For several decades, planning for death has been part of the health care regimen in La Crosse, not much different than having blood pressure checked.
People were uncomfortable when doctors and nurses first started asking patients in the 1980s whether they had plans for end-of-life care, but they got over it without the braying about “death panels” that wasted the time and energy of the rest of the country.
The story of La Crosse — and how its approach to end-of-life care is quickly, quietly spreading across the Midwest — gives some reason to be optimistic about the future of end-of-life care in America.
It suggests that it is possible to move beyond death panels, and for doctors to have frank conversations with patients about how their life will end. The trick, it seems, is making these conversations feel like a natural part of the doctor-patient relationship, rather than a mandate imposed by a menacing bureaucracy.

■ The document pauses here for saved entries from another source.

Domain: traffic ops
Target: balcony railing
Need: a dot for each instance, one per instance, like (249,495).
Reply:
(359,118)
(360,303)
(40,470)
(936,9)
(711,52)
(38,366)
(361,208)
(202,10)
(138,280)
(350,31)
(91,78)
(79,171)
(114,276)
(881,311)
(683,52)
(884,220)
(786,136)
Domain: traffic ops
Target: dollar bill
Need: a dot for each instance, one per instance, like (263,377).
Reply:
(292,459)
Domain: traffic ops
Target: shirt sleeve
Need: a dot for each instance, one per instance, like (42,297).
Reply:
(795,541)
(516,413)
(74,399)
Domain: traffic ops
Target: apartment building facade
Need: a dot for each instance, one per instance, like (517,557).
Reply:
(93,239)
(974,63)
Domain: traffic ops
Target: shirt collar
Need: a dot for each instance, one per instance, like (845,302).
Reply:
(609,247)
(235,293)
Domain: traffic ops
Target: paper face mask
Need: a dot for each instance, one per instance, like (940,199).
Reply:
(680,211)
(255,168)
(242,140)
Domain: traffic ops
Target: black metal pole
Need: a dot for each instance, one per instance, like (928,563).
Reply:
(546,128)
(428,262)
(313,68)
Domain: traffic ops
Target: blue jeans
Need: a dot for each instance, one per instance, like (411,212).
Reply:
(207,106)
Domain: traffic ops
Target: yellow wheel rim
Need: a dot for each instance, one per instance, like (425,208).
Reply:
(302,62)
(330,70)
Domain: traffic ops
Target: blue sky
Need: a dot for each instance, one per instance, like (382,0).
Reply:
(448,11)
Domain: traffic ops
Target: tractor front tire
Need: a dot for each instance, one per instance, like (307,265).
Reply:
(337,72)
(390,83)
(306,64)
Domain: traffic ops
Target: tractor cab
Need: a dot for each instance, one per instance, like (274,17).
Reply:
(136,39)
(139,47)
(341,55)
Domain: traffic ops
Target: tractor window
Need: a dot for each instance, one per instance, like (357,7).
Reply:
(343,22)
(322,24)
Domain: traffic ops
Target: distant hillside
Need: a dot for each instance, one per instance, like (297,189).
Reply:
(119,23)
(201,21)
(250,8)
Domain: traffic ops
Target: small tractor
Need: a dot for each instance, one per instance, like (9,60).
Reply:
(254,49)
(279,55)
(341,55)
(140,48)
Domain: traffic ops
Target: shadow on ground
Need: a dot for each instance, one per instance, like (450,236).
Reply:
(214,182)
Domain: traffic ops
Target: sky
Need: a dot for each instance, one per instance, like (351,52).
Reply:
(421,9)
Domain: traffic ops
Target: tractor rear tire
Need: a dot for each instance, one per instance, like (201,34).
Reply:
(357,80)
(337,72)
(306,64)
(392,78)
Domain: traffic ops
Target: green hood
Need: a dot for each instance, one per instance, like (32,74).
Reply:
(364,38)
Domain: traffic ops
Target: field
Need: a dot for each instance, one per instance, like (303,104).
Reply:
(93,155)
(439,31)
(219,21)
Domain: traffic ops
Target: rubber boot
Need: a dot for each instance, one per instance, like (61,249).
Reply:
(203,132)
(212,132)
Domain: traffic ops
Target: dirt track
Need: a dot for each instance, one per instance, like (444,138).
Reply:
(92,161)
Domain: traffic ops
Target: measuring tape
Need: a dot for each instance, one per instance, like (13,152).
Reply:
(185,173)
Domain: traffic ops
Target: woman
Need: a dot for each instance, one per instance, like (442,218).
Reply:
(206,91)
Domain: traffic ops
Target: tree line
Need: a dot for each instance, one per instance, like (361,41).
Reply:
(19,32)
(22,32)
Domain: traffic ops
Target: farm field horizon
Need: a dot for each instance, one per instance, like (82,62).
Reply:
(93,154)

The only problem is this: for programs like La Crosse’s to work on a national level, the federal government is eventually going to have to get involved — and pay doctors for this type of service. Is that something America will ever be ready for?
By 2008, 95 percent of the people in La Crosse had a health care directive. Researchers found those who died received the care they wanted.
People who die in La Crosse spend 32 percent less in the last six months of their lives compared to the average Medicare patient.
This suggests something broken about the way end-of-life care usually works: it is much more intense than patients desire. When patient preferences are known — as they almost universally are in La Crosse — people tend to select less aggressive courses of treatment.
And this is what has earned the La Crosse model so much praise: it’s shown a meaningful reduction in health spending as a side effect of respecting patient wishes.
The La Crosse model is spreading to the rest of the state, without state money.
It started a similar program — Honoring Choices — five years before La Crosse and supporters asked for state money in this legislative session.
“The day we introduced our legislation someone else dropped a bill relating to physician-assisted suicide,” says Sue Schettle, executive director of the Twin Cities Medical Society. “And I was thinking, ‘If there’s ever day where this issue would blow up, this was it. I was dreading reading the next day’s newspaper.'”
But the blowback didn’t happen, suggesting that in at least two states, people are pretty practical about what’s coming.